As of this writing, to my knowledge, Microsoft IE5 is the only widely-used web browser that has the ability to render XML documents.  IE5 can render XML documents using either CSS or XSL. This is one in a series of articles that discuss the use of XSL for the rendering of XML documents, with particular emphasis on the use of IE5 for that purpose.

Introduction

In Part I of this series on Trees, Nodes, and Templates, I showed you how to manually convert an XML document into a tree representation.  You can view that tree in Listing 1.
 

A(root)
+-Q(big header)(text)
+-B(block)
| +-C(paragraph)(text)
| +-R(mid-size header)(text)
| +-C(paragraph)(text)
| +-S(small header)(text)
| +-B(block)
| | +-C(paragraph)(text)
| |
| +-S(small header)(text)
| +-B(block)
| | +-C(paragraph)(text)
| | +-T(smallest header)(text)
| | +-B(block)
| | | +-C(paragraph)(text)
| | | +-D(list)
| | | | +-E(list item)(text)
| | | | +-E(list item)(text)
| | | | +-E(list item)(text)
| | | |
| | | +-C(paragraph)(text)
| | |
| | +-C(paragraph)(text)
| |
| +-R(mid-size header)(text)
| +-C(paragraph)(text)
|
+-B(block)
  +-R(mid-size header)(text)
  +-C(paragraph)(text)

Listing 1

I also mentioned that XSLT could be used to transform an XML tree into an HTML tree.  You can view such an HTML tree in Listing 2.
 

HTML
 +-BODY
   +-table(with attributes)
     +-tr
       +-td
         +-H1(text)
         +-P(text)
         +-h2(text)
         +-P(text)
         +-h3(text)
         +-P(text)
         +-h3(text)
         +-P(text)
         +-h4(text)
         +-P(text)
         +-UL
         | +-LI(text)
         | +-LI(text)
         | +-LI(text)
         |
         +-P(text)
         +-P(text)
         +-h2(text)
         +-P(text)
         +-h2(text)
         +-P(text)

Listing 2

In this lesson, I will continue the development and explanation of the XSLT code that can be used to transform the XML tree shown in Listing 1 into the HTML tree shown in Listing 2.  The standard browser rendering of the HTML represented by Listing 2 can be viewed in Figure 1.
 

A Big Header

Level 0. This is the beginning of a B. This text is in the Introduction section.

A Mid Header

Level 0. This is a continuation of the same B. This text is in the Technical Details section. This section contains two smallHeaders, each of which is followed by a nested B.

A Small Header

Level 1. This is the beginning of a nested B. This block of text is nested inside of a larger overall block of text. This is also the end of this B.

Another Small Header

Level 1. This is the beginning of another nested B at the same level as the previous one. Another B is nested inside of this one.

A Smallest Header

Level 2. This is the beginning of another nested B that is inside of the previous one. This block of text is nested another level down. This B also contains a list.

  • First list item
  • Second list item
  • Third list item

Level 2. Still inside of, but ending the innermost B.
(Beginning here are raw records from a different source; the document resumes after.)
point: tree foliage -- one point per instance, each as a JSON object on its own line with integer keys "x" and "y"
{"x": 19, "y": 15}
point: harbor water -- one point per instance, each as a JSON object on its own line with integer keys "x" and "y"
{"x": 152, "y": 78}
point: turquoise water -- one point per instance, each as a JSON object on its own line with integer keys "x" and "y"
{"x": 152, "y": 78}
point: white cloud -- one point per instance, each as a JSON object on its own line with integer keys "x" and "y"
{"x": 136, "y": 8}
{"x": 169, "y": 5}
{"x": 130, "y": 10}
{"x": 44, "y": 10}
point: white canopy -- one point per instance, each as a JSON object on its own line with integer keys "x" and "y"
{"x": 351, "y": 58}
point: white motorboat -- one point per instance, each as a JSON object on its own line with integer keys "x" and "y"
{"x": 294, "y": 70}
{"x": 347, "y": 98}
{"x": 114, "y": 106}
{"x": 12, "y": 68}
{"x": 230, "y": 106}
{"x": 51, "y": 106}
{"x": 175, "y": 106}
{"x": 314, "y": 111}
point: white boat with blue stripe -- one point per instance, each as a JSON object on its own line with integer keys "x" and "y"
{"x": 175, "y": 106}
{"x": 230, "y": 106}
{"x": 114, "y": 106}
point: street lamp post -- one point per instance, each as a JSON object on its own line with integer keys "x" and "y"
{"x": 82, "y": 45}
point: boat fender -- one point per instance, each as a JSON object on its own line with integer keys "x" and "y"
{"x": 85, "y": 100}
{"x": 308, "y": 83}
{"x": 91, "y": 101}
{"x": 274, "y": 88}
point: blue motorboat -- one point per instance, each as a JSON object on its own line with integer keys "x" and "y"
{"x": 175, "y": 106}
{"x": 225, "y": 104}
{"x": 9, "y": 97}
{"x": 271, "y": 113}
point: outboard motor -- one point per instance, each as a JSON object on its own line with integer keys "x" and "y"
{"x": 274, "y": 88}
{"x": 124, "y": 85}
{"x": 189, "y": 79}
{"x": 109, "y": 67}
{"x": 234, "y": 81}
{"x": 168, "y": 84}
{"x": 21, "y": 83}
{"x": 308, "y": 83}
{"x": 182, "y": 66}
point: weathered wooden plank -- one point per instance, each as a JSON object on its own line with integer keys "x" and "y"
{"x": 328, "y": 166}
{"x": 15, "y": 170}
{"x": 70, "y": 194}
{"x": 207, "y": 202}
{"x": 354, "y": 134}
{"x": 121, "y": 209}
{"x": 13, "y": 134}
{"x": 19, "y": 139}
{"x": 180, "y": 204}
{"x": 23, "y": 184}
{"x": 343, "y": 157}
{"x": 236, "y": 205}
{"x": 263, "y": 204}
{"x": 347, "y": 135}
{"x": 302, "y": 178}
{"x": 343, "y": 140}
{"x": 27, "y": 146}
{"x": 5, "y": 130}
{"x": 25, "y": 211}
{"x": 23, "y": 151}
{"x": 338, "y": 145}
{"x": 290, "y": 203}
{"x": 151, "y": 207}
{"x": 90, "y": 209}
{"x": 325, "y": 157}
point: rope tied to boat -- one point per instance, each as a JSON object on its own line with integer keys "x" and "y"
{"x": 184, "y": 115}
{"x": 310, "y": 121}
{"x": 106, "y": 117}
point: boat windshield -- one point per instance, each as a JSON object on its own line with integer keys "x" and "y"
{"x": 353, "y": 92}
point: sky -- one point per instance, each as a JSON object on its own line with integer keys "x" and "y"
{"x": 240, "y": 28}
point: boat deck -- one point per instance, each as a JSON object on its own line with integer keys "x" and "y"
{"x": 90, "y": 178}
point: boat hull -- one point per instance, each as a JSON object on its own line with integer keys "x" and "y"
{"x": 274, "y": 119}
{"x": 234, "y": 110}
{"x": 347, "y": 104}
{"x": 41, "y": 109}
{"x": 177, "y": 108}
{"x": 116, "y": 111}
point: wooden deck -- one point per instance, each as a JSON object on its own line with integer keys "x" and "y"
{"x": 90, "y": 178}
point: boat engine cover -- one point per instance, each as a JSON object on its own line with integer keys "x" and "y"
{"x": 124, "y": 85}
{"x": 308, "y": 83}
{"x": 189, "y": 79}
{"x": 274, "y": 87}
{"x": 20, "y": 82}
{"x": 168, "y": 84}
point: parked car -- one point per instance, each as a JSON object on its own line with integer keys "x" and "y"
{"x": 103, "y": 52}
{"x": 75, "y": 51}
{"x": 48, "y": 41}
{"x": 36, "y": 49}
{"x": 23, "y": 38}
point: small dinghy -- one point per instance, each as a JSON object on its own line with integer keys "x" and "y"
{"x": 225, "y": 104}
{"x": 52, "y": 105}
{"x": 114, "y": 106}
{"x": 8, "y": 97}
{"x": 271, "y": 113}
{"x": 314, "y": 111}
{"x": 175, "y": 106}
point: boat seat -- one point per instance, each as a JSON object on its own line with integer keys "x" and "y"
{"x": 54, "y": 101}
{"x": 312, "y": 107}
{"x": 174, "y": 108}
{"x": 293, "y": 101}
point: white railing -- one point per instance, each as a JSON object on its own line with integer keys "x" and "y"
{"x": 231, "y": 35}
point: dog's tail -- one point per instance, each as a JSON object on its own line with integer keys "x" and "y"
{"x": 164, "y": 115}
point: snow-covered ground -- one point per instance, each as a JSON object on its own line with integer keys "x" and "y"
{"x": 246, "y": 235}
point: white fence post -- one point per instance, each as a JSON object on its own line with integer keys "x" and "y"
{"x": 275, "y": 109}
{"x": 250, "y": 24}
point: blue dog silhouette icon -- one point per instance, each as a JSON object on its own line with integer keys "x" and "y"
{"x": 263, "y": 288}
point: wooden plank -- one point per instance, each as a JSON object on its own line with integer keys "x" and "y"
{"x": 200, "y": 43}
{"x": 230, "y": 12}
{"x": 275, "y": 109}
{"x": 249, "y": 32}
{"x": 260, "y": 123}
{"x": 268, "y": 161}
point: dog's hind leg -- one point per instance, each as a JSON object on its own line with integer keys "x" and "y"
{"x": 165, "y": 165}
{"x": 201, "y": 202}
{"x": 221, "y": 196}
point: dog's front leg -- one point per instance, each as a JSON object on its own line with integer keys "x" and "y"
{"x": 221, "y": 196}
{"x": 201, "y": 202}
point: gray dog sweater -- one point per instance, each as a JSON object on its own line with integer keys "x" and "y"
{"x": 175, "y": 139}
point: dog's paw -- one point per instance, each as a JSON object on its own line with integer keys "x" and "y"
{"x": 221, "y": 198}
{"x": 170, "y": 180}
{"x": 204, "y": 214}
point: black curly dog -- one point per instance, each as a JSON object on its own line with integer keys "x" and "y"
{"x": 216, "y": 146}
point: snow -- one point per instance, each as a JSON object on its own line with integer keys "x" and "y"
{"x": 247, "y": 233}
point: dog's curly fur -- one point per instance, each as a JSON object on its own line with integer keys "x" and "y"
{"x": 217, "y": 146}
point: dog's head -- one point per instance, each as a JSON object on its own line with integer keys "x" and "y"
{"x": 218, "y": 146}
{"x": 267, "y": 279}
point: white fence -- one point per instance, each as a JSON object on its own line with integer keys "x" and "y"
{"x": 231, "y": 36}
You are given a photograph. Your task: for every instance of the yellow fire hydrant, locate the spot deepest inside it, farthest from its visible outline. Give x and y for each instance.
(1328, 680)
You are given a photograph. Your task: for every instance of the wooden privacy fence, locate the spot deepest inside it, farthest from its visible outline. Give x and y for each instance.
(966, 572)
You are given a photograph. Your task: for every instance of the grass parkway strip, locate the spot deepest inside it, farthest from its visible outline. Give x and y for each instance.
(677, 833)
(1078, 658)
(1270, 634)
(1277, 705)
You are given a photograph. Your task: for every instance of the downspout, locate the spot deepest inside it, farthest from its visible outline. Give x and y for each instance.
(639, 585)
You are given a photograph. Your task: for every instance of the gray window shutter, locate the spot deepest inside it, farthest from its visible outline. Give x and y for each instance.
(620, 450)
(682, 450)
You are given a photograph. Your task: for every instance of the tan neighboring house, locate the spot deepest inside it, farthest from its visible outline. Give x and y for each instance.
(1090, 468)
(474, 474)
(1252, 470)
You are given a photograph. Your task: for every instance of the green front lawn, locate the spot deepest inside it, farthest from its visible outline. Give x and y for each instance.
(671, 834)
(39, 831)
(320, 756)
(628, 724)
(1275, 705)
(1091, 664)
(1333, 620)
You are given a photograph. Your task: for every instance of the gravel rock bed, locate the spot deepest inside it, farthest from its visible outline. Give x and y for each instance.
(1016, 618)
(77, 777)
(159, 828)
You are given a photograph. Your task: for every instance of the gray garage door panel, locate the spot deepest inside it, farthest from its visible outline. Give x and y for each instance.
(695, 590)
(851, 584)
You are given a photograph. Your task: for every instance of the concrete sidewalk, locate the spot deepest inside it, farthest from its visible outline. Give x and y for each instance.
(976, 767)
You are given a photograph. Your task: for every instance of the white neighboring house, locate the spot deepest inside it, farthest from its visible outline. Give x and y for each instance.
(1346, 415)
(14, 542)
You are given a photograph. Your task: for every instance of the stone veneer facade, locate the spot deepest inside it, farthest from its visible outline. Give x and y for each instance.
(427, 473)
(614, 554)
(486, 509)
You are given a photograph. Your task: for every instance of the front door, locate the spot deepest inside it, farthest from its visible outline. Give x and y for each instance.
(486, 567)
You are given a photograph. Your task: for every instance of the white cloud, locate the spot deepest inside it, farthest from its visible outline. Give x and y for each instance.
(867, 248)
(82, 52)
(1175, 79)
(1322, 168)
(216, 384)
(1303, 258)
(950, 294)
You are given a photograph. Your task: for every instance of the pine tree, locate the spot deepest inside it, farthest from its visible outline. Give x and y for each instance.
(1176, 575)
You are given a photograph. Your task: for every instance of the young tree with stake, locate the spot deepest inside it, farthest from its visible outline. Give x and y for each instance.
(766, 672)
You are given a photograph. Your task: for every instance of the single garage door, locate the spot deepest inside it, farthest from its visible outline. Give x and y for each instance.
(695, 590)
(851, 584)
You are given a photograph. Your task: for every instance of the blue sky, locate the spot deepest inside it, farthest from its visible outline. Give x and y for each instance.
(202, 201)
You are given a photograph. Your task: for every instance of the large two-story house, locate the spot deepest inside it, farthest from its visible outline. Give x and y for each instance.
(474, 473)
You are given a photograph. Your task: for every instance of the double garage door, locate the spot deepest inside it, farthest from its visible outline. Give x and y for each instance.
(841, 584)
Level 1. Still inside of, but ending the middle B.

Another Mid Header

Level 0. This block of text is back out at the top level of the outermost B.

Another Mid Header in Another B

Level 0. This text is in a completely new B that is at the top B level.
 

Figure 1

The XML File

The XML file is named XSL007.xml.  A copy of the source code for the XML file is shown near the end of the lesson.  I have discussed this file in some detail in the two previous lessons and won’t discuss it further here.

The XSLT File

This file is named XSL007.xsl.  I will continue discussing the XSLT code in fragments.  You can view a complete listing of the XSLT file near the end of the lesson. Complete listings of the XML file, the XSLT file, and the HTML output are all presented near the end of the lesson.

In Part II of this series on Trees, Nodes, and Templates, I discussed the template that matches the root node of the XML file in detail. Of most interest in that discussion was the following fragment from that template:

<td>
<xsl:apply-templates select=”A/*” />
</td>

I explained how the xsl:apply-templates processing element sends the XML processor off looking for specified nodes (usually child nodes) and matching templates. When a template that matches a node is found, the information in the node is processed according to the instructions in the template.  The result is to insert text at that point into the output stream.  I then wrapped up the discussion of the template that matches the root node by showing you that it contains nothing exciting beyond the fragment shown above.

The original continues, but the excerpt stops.